How did people hunting for the origin of this image discover the random niche website preserved by the Internet Archive that this image happened to come from?
Up until last month, the earliest known post/repost of the Backrooms image was an archived 4chan post from 2018, but it was believed to have been taken in 2012 or earlier based on the filename. So people have been looking for earlier posts/reposts of the image for years in an effort to uncover its origin.
During the recent successful search, the searchers trawled 4chan archives for early-2010s posts with similar image metadata to the 2018 Backrooms image copy. These archives were missing the original image files and thumbnails, but still retained some image metadata that could be filtered on (dimensions, image file md5s etc.) One of the searchers came up with a list of posts which might have originally included the image file, based on image metadata and context. Another searcher plugged the image md5 of one of these candidate posts (an April 2011 post recently added to an archive) into other archives, and hit on a post with a thumbnail matching the original Backrooms image from March 2011. At this point they'd finally found an earlier copy of the image, after years of searching.

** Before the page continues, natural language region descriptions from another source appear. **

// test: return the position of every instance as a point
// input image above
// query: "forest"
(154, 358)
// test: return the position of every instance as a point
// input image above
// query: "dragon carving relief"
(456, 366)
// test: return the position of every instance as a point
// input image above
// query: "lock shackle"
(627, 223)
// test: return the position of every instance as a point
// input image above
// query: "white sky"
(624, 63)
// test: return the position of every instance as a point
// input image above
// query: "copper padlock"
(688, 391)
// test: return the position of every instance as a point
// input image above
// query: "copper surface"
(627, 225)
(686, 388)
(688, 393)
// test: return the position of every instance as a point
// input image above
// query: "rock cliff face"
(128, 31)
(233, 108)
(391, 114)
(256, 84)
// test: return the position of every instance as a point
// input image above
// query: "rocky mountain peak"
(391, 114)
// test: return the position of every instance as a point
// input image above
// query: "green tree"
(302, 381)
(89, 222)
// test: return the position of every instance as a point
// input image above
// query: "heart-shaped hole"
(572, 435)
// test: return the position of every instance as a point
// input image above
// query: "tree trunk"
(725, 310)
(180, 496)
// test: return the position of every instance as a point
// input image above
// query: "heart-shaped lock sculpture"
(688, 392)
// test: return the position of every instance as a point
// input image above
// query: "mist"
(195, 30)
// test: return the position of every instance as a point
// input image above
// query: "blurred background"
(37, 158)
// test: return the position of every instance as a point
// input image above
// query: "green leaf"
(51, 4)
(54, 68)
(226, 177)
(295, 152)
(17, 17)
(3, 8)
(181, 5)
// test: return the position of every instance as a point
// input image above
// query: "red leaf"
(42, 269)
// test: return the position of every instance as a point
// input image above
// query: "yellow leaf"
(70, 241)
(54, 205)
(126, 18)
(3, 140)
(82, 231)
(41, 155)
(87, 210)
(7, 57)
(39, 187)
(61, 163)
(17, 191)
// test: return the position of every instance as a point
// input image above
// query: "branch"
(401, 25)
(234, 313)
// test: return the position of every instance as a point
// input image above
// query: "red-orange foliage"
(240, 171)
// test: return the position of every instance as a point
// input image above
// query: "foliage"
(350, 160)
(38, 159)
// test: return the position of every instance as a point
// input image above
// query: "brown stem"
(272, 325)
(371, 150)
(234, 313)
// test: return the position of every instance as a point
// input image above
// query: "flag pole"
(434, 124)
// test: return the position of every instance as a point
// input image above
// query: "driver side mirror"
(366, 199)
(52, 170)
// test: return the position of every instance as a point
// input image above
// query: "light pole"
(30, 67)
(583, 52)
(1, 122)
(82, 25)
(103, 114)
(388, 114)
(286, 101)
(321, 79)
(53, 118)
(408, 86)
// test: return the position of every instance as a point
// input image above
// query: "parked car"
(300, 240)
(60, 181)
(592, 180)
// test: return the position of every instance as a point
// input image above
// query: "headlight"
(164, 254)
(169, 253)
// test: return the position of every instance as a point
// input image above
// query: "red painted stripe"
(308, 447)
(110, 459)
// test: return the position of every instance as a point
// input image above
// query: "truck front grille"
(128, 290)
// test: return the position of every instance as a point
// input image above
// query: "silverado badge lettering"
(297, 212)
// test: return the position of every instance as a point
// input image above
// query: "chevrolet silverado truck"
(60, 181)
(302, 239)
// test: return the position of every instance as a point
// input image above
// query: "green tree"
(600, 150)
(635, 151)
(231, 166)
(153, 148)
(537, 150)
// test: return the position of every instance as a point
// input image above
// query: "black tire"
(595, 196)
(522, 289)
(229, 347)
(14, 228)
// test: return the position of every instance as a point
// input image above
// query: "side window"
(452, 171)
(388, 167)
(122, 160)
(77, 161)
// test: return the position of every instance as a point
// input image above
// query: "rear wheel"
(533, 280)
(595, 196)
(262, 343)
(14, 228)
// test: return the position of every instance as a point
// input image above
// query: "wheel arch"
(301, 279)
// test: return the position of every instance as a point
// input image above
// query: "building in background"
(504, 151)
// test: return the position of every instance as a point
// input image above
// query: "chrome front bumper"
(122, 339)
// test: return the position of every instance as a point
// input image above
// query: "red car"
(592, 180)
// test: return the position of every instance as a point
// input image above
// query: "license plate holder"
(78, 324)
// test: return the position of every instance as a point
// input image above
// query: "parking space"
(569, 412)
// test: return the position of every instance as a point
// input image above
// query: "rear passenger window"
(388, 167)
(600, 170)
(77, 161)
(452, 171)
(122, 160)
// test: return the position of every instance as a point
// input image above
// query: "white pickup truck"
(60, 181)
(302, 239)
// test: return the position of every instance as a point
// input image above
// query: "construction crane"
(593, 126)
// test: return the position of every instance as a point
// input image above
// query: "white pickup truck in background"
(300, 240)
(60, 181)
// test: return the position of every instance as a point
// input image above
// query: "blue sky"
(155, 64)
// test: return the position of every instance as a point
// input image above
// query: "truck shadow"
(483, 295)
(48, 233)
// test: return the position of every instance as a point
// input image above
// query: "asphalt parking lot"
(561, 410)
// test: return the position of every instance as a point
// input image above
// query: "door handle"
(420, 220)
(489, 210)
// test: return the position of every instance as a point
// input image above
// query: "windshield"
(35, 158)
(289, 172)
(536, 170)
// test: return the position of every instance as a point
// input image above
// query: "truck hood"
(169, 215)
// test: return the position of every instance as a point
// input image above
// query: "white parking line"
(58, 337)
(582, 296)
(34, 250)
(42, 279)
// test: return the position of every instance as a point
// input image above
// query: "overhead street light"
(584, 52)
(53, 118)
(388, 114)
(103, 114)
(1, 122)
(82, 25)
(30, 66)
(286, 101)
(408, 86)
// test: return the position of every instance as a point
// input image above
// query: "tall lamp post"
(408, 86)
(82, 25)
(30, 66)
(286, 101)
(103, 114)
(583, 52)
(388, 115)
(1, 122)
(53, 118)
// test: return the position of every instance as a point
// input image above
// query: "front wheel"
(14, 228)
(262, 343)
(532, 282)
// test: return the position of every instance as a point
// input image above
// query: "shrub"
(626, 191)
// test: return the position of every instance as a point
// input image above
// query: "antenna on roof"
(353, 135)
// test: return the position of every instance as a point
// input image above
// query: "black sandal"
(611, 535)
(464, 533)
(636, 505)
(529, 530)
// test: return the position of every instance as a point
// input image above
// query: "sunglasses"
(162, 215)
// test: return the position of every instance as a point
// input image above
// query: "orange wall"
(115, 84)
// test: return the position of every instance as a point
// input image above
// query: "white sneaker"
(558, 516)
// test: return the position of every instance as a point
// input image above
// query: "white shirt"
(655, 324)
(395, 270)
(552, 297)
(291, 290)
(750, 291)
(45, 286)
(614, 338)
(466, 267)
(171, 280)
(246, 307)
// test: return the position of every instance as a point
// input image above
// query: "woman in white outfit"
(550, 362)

Soon after, one of the searchers plugged the filename of the March 2011 post into Twitter's search, and came up with a post from 2019 which included the physical address and a link to the image source (this Twitter user had already found the source before the search had really begun, but it had gone unremarked upon at the time). The website had been replaced with blogspam in the interim. A searcher plugged this domain into waybackmachine and found a page with the image and a full explanation (it was taken during the renovation of a commercial property in Wisconsin).
Should have posted that info in a sane location where people discuss these things instead of tweeting it into the void hoping that someone was looking.
Jokes aside, what’s wrong with having an interest in a (seemingly very) niche subject that doesn’t harm anyone and is a pretty cool investigation task?
Wait so, the Internet Archive was not involved at all in finding the original, but since the image exists in the archive, IA have written a blog post claiming to be crucial to its discovery? Seems like taking credit for something they didn't do to be honest. They didn't even mention the Tweet in the blog post which was essential to finding the image, which makes me think they want that part overlooked.
dang changed a twitter link to non a twitter one in the past month or so because paraphrasing the twitter one may not work, let’s not prefer twitter, blah blah [nb original link worked fine].
Sorry I didn’t archive this but should be in the history.
That said I know many here have an involuntary eye spasm episode with Elon being mentioned but not sure IA does so not sure I agree with the original accusation.
I try to not mention Xitter because I just want it to go away. It was terrible as a conversation format before, and it's completely unusable now. Oh yeah, the owner is a raging douchecanoe too. But mostly it's just broken.
That wasn’t the context of the question. We are well aware that there are randos out there who don’t like Elon. I was asking why the GP felt the need to share the assumption of the author’s reasons for not mentioning the source, despite having no evidence. You’ve managed to lower the bar even further in the conversation, however.
The original URL of the photo was actually found on Twitter, where it had been posted in 2011. Wayback Machine was used only for the final confirmation. It's curious that this is not mentioned in the article, but I suppose it ruins the narrative.
I read about the whole thing last week at 404media, via waxy blog, which is a much more comprehensive article: https://archive.is/sj846
This seems very unfair. There's absolutely no point, anywhere in that IA blog post, that says "We found it". Anywhere! They're just providing information on the history of the file, from their archives, and detail into why it's an amusing story.
They even say
Naturally, as news of the Backrooms being “found” travels throughout the world, responses have wildly ranged. For some, this is a proof that “with enough eyeballs, all problems are shallow”.
I think it’s usually pretty customary to attribute the original source if you’re going to write an exposition. They go through enough work explaining exactly the location of the furniture store, you’d think they’d have the courtesy to link to the tweet which actually made the discovery.
As has been pointed out though, IA has a pretty tenuous relationship with the Musk/chan adjacent parts of the internet, so it doesn’t surprise me they deliberately left those facts out.
From other comments in this thread, it looks like some guy on X solved it in 2018, yet others had no idea, and solved it independently too.
How many others "solved it"? Where is the official record of this? Who really was first? Did someone solve it before 2018? Did more than one party solve it, independently, recently?
Trying to untangle that and be sure, isn't simple.
They covered this by saying many eyeballs solved it, and then went on to their key message, highlighting the importance of archives, and showing how their archive proves the solution is correct.
My point is, pointing an accusatory finger at them, and saying they are trying to take credit is not fair.
I didn’t read the details of how they did it, but it would be cool if the Internet Archive exposed some kind of image hash / perceptual hash / similarity metric database, so that this task could have been a quick lookup in such a database.
It wasn't needed for this but it would be great to have a fulltext (and binary!) and reverse image search of the internet archive. Often you know something about what you are searchng fore but have no clue about the location.
Of course this is not going to happen with the current resources of the IA and if it did it would probably just result in them getting hammered with DMCA requests and other legal demands for content that the "owners" didn't even know was on the archive.